The Trump administration’s Operation Warp Speed has now helped achieve the remarkable success of two vaccines shown to be very effective in preventing COVID-19. But pressure is mounting for a similar push from the administration in a different area key to tackling the pandemic: rapid testing.
Despite the success of the vaccines, they will not be widely available to the general public for several months, although hospitalizations and deaths continue to increase in severe winters.
A vocal group of experts says widespread rapid testing could help drastically slow the spread of the virus until the vaccine becomes widely available, and help open businesses and schools.
But such tests have not begun, despite existing technology. Proponents point to regulatory barriers to the Food and Drug Administration (FDA) and the lack of government investment to increase test production to the millions a day that would be needed.
The newly elected president Joe Biden calls for stronger government action. In a speech in October, he called for a “faster and cheaper screening test you can do at home or at school,” and the coronavirus team’s plan for his transition includes a call for “investing in next-generation testing, including home tests and immediate tests so we can increase our testing capacity by orders of magnitude. “
President TrumpDonald John Trump Ben Carson says he is “out of the woods” after being “extremely ill” from COVID-19 Biden will receive a @POTUS Twitter account on January 20, even if Trump does not admit, the company says Trump will participate in virtual G-20 summit against the background of a surge of coronavirus MOREin contrast, it often downplays the need for more tests.

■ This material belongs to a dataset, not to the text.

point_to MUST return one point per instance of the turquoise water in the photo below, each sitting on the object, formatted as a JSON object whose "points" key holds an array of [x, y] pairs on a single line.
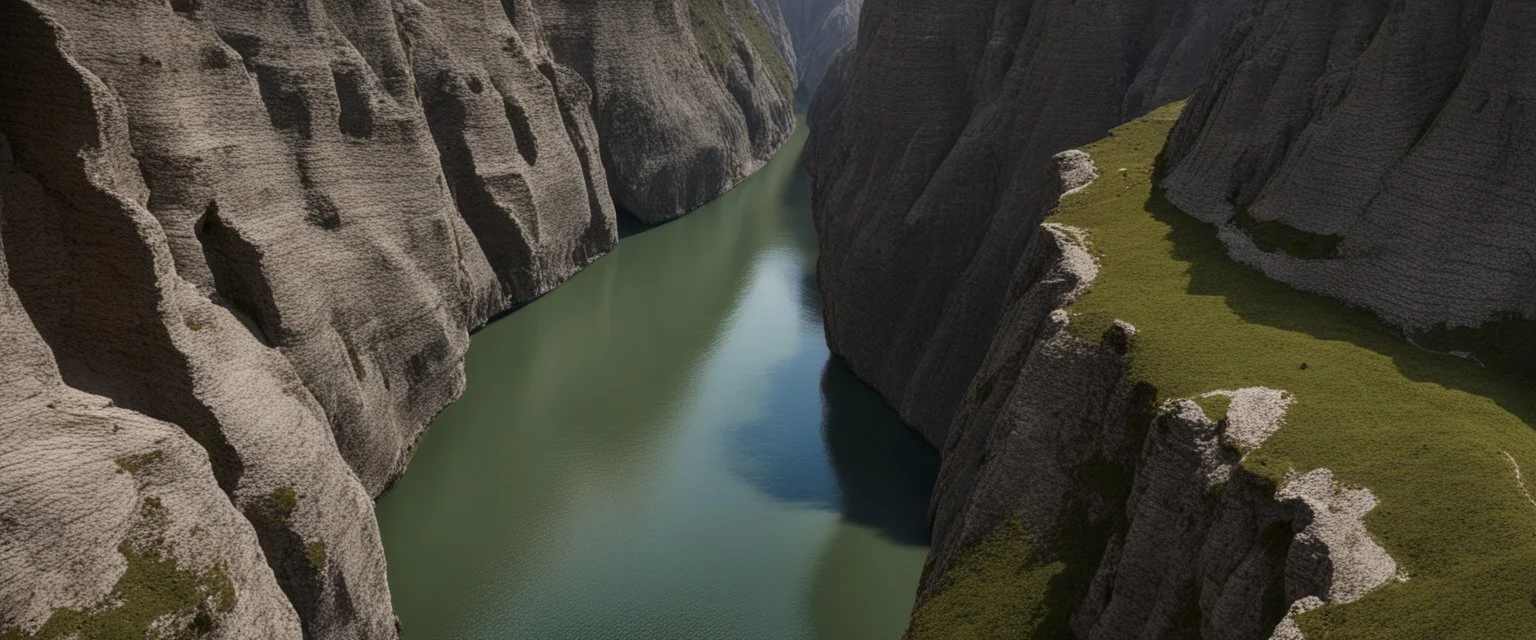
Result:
{"points": [[662, 448]]}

“We have leadership in the country, [and] they don’t realize they’re leaders, “said Michael Mina, a professor at the Har Chan School of Public Health at Har Chan, who has been advocating for quick tests for months. “The number of people I’ve talked to who say, ‘Well, why isn’t that happening?’ And my only answer is, “Because you don’t.” ”

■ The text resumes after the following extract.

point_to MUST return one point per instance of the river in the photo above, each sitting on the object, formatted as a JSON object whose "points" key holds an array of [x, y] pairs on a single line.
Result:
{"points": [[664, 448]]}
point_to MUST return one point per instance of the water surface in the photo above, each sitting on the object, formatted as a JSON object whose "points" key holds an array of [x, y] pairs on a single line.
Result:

The tests insisted by Mina et al. Are simple paper strips that can be mass-produced so that every household in the United States can have supplies and use them several times a week. One can tell if they are positive for coronavirus by whether a line appears on the paper strip or not, within minutes.
That way, before going to work or school or making friends, people would know if they are positive and if they are, they could stay home.
“The government should send those with surgical masks to every household in the United States,” said Eric Topol, a professor of molecular medicine at Scripps Research.
Anthony FauciAnthony Fauci Fauci says Santa will not spread the coronavirus because of “innate immunity” Bill Gates: “I feel very confident” The COVID-19 vaccine is safe., the government ‘s top infectious disease expert, signaled such rapid tests at home as he spoke at the New York Times summit on Tuesday.
“What we really need now and hope to get it, but we don’t have it yet, is a care test that people can essentially do at home, like a pregnancy test, because the spread is a community spread from people without symptoms, ”Fautsi said.
Not everyone is fully on board, including, crucially, the FDA.
Some experts fear that rapid tests are not as accurate as the standard tests they currently rely on, and that people may get a false-negative result from a rapid test and then go out and infect others. Another concern is that if people do tests at home, they will not report their results to public health authorities and the country will lose data on the spread of the virus.
“There was a discussion about lowering standards to bring something to market, and I don’t agree with that,” said Peter Lurie, president of the Center for Public Interest Science and a former FDA associate commissioner.
An FDA spokesman cited a publication in The Hill that the agency’s top two officials wrote in September that included a warning of the dangers of lower accuracy tests giving false negatives.
“You may be falsely convinced that your symptoms are just summer cold,” wrote FDA officials Jeffrey Schuren and Timothy Stenzel. “You go around your normal day and then you put everyone you meet at risk.”
Still, they added that they are ready to listen to new ideas. “The FDA is always open to alternative proposals from developers and will continue to consider them,” they wrote.
Proponents of rapid testing say the FDA takes a too narrow view and that when rapid testing is often used on a large scale, it will help capture many more cases than a smaller number of slightly more accurate tests. Supporters also say that rapid tests are accurate in capturing positive cases when it is most important, when people are most contagious and at risk of spreading the virus to others.
Topol said he thought the FDA was “absurd, inappropriately too cautious” in approving rapid tests.
The FDA took a step forward on Tuesday when it authorized the first home test. But the test from a startup called Lucira is more complicated than plain paper tape, which means it will cost about $ 50 and won’t be widely available until spring.
Mina said the government should take a much more active role in securing funding to speed up the production of rapid tests, rather than relying on small start-ups to do the work themselves. He estimates that the cost of a national rapid testing program will be about $ 30 billion, a small fraction of the many trillions Congress has spent on economic relief from the coronavirus crisis.
“This is stopping our society, and yet we are sitting here, actually having a discussion and clapping for a very small start-up that is offering a new product on the market that will be available in April,” Mina said.
“These tests could have allowed Thanksgiving to happen normally if we had started this in August,” he added.
Rahul Danda, CEO of Sherlock Biosciences, another rapid test company, said his company could grow faster with government funding.
“We could have made it much more risky sooner if there was government support for the work we and others are doing,” he said.